A report by the Centre for International Economics offers perspective on the economics behind the industry of EGMs in Australia.
The Centre for International Economics (CIE) is a private research agency that consults and conducts economic research for governments, international agencies, corporations, industry and individuals.
It was commissioned by the Gaming Technologies Association to estimate the economic contribution of electronic gaming machines (EGMs) to the Australian economy.
Data was collected from publicly available sources, as well as a survey distributed to domestic manufacturers.
Two broad areas were identified as impacted by the business of EGMs:
- Recreational – use of the machines in licensed premises by the public
- Manufacture – servicing, maintenance, and production for sale in Australia and overseas
Figures relating to the manufacturing aspect were provided directly by industry via a survey developed by CIE.

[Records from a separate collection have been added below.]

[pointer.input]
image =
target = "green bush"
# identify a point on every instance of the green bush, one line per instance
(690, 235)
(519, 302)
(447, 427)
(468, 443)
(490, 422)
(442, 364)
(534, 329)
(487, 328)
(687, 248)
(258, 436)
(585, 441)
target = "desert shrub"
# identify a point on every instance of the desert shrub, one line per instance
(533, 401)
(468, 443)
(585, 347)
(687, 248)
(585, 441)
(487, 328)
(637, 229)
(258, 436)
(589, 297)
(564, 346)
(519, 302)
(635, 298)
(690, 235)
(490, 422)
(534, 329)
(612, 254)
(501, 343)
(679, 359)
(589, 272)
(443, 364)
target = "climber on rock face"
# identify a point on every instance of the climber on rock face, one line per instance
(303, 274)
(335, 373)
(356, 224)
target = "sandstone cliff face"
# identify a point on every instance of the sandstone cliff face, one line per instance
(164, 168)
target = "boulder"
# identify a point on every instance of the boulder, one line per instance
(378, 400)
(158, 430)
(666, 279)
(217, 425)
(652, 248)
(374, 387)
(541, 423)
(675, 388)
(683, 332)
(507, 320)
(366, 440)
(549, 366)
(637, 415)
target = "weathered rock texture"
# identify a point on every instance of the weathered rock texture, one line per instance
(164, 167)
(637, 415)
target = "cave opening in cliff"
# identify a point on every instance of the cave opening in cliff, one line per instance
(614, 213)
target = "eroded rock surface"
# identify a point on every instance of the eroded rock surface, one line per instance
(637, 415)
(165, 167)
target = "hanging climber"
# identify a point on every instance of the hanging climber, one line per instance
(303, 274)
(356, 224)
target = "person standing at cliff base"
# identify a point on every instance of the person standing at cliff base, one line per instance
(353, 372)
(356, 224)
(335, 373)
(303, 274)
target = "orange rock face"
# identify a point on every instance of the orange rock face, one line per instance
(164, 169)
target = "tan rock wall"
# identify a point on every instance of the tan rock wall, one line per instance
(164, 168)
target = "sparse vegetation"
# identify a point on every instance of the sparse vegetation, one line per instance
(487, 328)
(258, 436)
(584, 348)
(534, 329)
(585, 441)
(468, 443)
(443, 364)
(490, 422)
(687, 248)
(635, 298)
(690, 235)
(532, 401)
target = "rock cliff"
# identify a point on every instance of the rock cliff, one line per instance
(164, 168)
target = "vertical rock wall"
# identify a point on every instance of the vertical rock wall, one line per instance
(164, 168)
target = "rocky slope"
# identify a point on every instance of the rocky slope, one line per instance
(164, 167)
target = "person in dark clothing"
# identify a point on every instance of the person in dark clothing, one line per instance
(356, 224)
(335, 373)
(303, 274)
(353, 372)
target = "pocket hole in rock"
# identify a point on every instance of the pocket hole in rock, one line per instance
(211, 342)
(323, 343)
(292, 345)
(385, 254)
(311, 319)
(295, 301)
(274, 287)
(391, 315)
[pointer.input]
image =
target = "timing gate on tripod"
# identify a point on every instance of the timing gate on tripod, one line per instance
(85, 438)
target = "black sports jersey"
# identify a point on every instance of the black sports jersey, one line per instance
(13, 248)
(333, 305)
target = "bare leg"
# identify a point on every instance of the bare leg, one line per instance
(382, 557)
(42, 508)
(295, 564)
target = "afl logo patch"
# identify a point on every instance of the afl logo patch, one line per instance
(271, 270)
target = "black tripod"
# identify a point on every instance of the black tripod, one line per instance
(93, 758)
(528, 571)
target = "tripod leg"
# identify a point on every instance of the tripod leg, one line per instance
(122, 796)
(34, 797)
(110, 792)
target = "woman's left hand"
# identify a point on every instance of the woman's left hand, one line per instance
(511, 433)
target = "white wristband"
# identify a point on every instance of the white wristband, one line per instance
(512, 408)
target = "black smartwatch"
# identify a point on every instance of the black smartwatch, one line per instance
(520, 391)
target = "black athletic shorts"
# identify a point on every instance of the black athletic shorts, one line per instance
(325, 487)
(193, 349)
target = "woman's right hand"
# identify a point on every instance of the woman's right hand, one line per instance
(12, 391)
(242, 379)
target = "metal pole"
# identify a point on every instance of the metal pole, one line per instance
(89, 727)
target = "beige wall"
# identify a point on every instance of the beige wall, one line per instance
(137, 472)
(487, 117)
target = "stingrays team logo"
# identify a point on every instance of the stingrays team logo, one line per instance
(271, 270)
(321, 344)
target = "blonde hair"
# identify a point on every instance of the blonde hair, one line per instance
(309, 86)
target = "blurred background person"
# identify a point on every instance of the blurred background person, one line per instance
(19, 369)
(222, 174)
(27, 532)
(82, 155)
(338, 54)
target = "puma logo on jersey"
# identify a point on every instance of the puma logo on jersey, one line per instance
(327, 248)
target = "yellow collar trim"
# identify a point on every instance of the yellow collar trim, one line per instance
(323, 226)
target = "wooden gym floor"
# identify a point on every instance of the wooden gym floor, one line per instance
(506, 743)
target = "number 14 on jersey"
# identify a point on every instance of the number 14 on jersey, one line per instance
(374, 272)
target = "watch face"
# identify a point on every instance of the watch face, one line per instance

Note: the researchers included stipulation that the results do not include economy-wide impacts, such as indirect employment by the industry(s), social costs from problem gambling or consumer surplus benefits.
What was found was significant value-add from the industry of EGMs, not far behind the Food & Beverage Services sector, which is second only to Retail Trade.
In FY17, gaming machines contributed $8.32 billion to the Australian economy in value added.
Across all industries, direct employment is 46,660 people, equivalent to 24,150 full-time jobs.
Exports amounted to $284 million, coming from international visitors playing machines, and the sale of machines overseas.
State and Commonwealth tax revenue totalled $5.5 billion, stemming from gaming and payroll tax at the State level, and GST and company tax collected at the Federal level, based on EGM expenditure in 2016-17 of $12.3 billion in clubs and hotels, and $1.4 billion in casinos.